PHOTO: Jennifer Flewellen is pictured attending her son Julian’s senior night football game in October 2023.
Jennifer Flewellen is pictured attending her son Julian’s senior night football game in October 2023.
Peggy Means

The moment was also a dream come true for Julian, who said after the game that his mom's recovery is, "everything that I could have asked for."

“About a year ago, I had it in my mind that she was going to come to my game, she was going to come to my senior year, senior night and things like that,” Julian told WBND-LD, an ABC affiliate station in South Bend, Indiana. “I've talked about it for a while, and I dreamed of it and prayed for it, and it happened.”

PHOTO: Jennifer Flewellen is pictured attending her son Julian’s senior night football game in October 2023.
Jennifer Flewellen is pictured attending her son Julian’s senior night football game in October 2023.
Peggy Means

In Flewellen's recovery, both she and Means have maintained the same sense of determination that got them both through the five years she was in a coma.

From November through January, Flewellen, now 41, completed dozens of hours of physical, speech and occupational therapy as a patient at Mary Free Bed Rehabilitation Hospital, where Means also learned new skills to help her as an at-home caregiver.

Wang described both women as "heroes" in the ways they've overcome the odds stacked against them.

'It's really a story about her mom too, as an unsung hero.'

"This is a story about Jenn, but it's really a story about her mom too, as an unsung hero," Wang said. "A lot of times people don't do well in nursing homes or even at home because their caregivers get burned out or they get busy. In this case, her mom really drove everything, especially while Jenn was comatose. It's a lot of work."

In addition to ongoing therapies, Flewellen is scheduled to have several surgeries to help loosen her contracted joints, which should help make her more independent.

PHOTO: Jennifer Flewellen of Dowagiac, Michigan, is pictured leaving Mary Free Bed Rehabilitation in Grand Rapids, Mich.
Jennifer Flewellen of Dowagiac, Michigan, is pictured leaving Mary Free Bed Rehabilitation in Grand Rapids, Mich.
Mary Free Bed Rehabilitation

Means described the fact that her daughter is awake and living with her at home as a "dream come true."

Both Means and Flewellen continue to work towards big goals. When asked whether she and her mom are a team, Flewellen nodded heavily and said, "Yeah."

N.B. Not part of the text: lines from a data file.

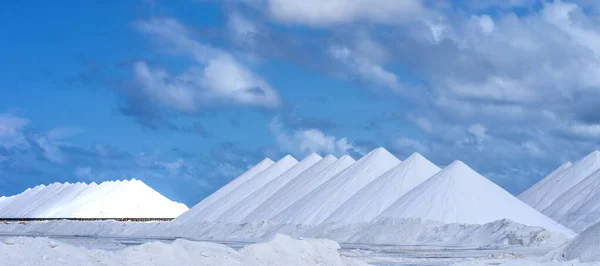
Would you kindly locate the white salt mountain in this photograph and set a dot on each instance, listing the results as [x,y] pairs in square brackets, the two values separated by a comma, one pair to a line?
[317,205]
[373,199]
[118,199]
[534,194]
[235,183]
[312,178]
[579,207]
[458,194]
[214,211]
[568,179]
[258,197]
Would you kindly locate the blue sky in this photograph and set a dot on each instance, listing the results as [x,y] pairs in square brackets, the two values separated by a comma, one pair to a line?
[186,95]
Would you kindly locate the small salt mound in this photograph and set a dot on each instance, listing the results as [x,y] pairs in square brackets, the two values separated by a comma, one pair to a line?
[373,199]
[584,247]
[316,206]
[312,178]
[566,180]
[534,194]
[217,195]
[458,194]
[119,199]
[225,203]
[254,200]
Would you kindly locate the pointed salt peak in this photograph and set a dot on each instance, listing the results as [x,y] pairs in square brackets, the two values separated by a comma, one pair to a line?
[379,152]
[595,155]
[457,165]
[287,159]
[416,157]
[347,158]
[266,161]
[330,157]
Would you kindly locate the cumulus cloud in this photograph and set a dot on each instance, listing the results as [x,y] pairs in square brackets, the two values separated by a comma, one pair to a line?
[216,78]
[302,142]
[12,131]
[334,12]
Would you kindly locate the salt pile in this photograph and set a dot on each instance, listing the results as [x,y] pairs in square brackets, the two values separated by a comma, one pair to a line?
[579,207]
[564,181]
[376,197]
[112,199]
[252,201]
[534,194]
[584,247]
[213,211]
[319,204]
[458,194]
[217,195]
[299,187]
[279,251]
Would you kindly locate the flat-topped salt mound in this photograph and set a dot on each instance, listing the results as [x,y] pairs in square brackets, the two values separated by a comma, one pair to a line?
[316,206]
[579,207]
[254,200]
[534,194]
[217,195]
[228,201]
[118,199]
[312,178]
[373,199]
[458,194]
[567,179]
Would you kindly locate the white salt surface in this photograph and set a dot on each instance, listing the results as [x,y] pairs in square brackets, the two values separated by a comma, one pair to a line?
[235,183]
[112,199]
[250,203]
[373,199]
[579,207]
[565,180]
[585,247]
[319,204]
[503,233]
[458,194]
[213,211]
[280,250]
[299,187]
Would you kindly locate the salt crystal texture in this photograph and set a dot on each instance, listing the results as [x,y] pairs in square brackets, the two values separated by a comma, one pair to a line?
[217,195]
[373,199]
[316,206]
[458,194]
[252,201]
[225,203]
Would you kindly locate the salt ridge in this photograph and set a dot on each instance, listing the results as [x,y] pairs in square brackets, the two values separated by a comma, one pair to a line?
[568,179]
[534,194]
[217,195]
[316,206]
[458,194]
[373,199]
[300,187]
[213,211]
[127,199]
[254,200]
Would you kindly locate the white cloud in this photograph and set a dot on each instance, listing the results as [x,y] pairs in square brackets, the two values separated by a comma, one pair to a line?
[322,13]
[12,131]
[305,141]
[50,150]
[216,78]
[365,59]
[83,173]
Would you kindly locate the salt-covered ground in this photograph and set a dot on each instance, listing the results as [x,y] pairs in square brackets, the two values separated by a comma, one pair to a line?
[280,250]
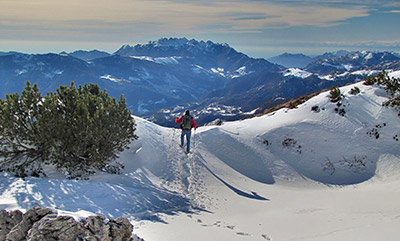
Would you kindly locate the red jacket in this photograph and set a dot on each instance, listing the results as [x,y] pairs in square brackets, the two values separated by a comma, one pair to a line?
[179,120]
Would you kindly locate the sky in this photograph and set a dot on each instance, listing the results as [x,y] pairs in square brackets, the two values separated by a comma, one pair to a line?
[258,28]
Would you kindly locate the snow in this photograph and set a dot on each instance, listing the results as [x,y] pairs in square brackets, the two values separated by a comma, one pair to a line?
[159,60]
[294,174]
[112,78]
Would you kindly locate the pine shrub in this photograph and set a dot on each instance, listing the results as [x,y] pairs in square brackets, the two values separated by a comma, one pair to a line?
[335,94]
[79,130]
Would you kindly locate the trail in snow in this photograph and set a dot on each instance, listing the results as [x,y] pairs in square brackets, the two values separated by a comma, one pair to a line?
[270,177]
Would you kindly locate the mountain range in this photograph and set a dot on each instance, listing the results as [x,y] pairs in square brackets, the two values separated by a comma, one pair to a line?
[162,78]
[294,174]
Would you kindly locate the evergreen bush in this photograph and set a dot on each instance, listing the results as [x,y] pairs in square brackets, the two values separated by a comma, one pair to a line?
[79,130]
[335,94]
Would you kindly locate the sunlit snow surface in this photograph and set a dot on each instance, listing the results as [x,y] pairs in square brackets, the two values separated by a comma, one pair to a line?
[297,174]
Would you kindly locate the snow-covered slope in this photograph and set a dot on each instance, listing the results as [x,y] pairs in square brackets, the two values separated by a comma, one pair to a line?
[300,174]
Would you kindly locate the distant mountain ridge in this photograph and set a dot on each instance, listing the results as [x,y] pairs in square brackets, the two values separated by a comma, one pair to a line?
[301,61]
[89,55]
[162,78]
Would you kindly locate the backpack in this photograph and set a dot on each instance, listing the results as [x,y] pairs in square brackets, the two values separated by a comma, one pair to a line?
[186,122]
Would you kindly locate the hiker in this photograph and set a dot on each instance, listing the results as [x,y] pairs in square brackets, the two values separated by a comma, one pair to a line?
[187,124]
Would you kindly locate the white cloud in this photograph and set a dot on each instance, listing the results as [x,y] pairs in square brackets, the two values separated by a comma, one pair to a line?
[170,16]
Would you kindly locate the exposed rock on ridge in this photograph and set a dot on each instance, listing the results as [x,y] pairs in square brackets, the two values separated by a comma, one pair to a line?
[44,224]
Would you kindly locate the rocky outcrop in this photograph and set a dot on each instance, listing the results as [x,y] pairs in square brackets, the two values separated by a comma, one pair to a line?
[44,224]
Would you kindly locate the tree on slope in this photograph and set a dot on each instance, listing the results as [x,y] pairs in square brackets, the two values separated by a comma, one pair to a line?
[79,130]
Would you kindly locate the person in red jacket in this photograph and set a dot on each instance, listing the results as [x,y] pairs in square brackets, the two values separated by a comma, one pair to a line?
[187,124]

"We have a lot of work to do still, so we stay busy," Means said. "I want her to walk. I want everything, as much as possible, and we don't know what's possible, so we just have to keep doing it."

PHOTO: Jennifer Flewellen of Dowagiac, Michigan, is pictured during a physical therapy session at Mary Free Bed Rehabilitation in Grand Rapids, Mich.
Jennifer Flewellen of Dowagiac, Michigan, is pictured during a physical therapy session at Mary Free Bed Rehabilitation in Grand Rapids, Mich.
Mary Free Bed Rehabilitation

Motivated by the progress Flewellen continues to make, Means recently started a GoFundMe with the goal of renovating a bathroom to be wheelchair accessible and purchasing a wheelchair accessible van so she can take Flewellen to doctors' appointments and activities.

"Jenn had a nurse practitioner once that said, 'You have to imagine it, you have to dream it and you have to believe it,'" Means said. "And so that's what we've tried to do."